Askia Muhammad | 2/13/2013, 2:07 p.m.

Back in 2009 when the Supreme Court declined to take up the case concerning the racist name and logo for the Washington National Football League (NFL) team - owned officially by a corporate entity called "Pro Football Inc." - this writer opined that the team was and remains "snakebit."

The team that was the last to hire a Black player, the team with the most offensive name in all of athletics, all sports, all levels - professional, collegiate, high school, even children's neighborhood teams - that team continues to suffer bad karma, it's as though the team has been snakebit.

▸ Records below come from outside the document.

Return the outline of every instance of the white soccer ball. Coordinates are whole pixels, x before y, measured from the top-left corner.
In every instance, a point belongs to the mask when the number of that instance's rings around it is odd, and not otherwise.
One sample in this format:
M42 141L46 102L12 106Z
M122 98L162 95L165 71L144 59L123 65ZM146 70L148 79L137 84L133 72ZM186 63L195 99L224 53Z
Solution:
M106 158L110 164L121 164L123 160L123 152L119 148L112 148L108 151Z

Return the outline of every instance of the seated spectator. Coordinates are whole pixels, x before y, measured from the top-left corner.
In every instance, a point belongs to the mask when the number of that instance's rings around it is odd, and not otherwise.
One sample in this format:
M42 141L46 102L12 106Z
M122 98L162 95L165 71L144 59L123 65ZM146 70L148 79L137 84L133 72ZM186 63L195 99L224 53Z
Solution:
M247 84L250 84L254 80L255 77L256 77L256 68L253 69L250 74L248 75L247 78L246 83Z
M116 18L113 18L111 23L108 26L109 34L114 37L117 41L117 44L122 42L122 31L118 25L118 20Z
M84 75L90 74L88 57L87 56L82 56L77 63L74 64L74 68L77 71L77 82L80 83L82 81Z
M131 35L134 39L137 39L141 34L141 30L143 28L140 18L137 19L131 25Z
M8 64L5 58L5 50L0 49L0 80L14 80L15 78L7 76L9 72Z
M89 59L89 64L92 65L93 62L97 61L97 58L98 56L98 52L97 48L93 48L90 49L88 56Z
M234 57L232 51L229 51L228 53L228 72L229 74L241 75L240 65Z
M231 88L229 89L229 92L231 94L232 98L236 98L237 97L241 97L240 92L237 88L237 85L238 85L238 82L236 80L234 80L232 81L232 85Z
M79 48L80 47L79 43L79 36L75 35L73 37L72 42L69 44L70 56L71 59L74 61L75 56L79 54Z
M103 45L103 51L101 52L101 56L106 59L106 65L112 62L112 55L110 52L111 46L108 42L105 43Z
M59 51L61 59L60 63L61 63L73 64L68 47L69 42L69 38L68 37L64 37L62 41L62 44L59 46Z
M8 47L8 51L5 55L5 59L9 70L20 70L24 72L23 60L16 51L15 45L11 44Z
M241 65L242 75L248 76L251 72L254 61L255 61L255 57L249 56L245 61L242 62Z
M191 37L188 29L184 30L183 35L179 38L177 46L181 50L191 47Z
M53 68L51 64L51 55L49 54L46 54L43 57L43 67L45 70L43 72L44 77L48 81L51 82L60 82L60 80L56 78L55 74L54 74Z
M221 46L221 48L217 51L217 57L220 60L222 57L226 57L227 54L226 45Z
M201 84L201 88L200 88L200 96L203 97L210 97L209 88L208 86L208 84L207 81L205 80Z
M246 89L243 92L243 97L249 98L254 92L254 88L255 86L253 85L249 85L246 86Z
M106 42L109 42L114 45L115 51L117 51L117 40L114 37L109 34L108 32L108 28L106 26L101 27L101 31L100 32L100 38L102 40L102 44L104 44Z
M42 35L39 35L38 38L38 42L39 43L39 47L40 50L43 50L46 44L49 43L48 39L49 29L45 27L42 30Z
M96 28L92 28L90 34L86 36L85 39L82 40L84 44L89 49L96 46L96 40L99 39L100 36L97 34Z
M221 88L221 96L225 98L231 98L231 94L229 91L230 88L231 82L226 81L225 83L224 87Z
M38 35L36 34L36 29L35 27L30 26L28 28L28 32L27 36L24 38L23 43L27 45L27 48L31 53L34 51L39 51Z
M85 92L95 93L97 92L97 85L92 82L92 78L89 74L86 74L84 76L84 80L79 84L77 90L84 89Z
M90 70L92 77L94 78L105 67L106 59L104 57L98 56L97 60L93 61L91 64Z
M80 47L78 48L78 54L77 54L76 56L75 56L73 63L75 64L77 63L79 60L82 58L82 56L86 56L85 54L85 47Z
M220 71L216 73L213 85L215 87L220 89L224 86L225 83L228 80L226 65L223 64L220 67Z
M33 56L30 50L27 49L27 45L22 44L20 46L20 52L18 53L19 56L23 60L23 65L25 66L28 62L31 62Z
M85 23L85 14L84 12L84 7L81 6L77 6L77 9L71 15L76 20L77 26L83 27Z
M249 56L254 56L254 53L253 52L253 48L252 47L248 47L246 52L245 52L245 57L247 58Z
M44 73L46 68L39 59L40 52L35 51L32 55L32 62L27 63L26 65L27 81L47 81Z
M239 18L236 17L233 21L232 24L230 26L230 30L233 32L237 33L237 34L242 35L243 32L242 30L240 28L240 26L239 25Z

Like so many fans of the Doug Williams-Joe Gibbs-John Riggins-Joe Theismann-Darrell Green era, I was enamored with the champions who wore the burgundy and gold. During the 1992 season when they fielded a "Dream Team" - winning all but one game including the Super Bowl - I managed to attend each and every home game at RFK Stadium. To feel the bleachers in that stadium actually rock and bounce with the motion of the enthusiasm for the team is an unforgettable experience.

But something else happened that year. It was the 500th anniversary of Christopher Columbus coming to the New World, and a group of Native Americans took it upon themselves to picket every single home game. In addition, a group led by attorney Suzan Shown Harjo, a member of the Cheyenne and Hodulgee Muscogee Nation, challenged the team's trademarks which had been issued in 1967.

A new case has been filed before the patent board by a group of younger plaintiffs after the original case was overturned and is scheduled to be heard in March of this year. Meanwhile, a new National Museum of the American Indian has risen on the National Mall, and the museum recently held an all-day symposium on "racist stereotypes and cultural appropriation in American sports."

Former U.S. Sen. Ben "Nighthorse" Campbell, a Democrat turned Republican from Colorado attended and he declared that the four most offensive words ever spoken to him were: "savage," "squaw," "buck," and of course "redskin."

Never mind that some football fans insist they are "honoring" the bravery of Native Americans by imitating tribal dress and customs which they don't understand, Dr. C. Richard King, co-editor of the Encyclopedia of Native Americans in Sports, and a professor at Washington State University says those who believe that are simply holding on to a "sincere fiction." The reality is that objectifying Native people with sports team names in Washington, Kansas City, Cleveland, and Atlanta, is ugly and offensive.

Even the spectacle which is staged before games by Florida State University when their mascot Seminole "Chief Osceola" rides out on a horse and plunges his spear [presumably into the head of an opposing team player], is a lie and a disgrace [even though the university compensates the tribe], according to Dr. E. Newton Jackson, a D.C. native, who is now associate provost and professor of sport management at the University of North Florida."

Chief Osceola, was an escaped African slave who ran away to join the tribe in the Great Dismal Swamp. But, Jackson said, he could not ride a horse, and when he tried to make peace with America, he was captured and beheaded.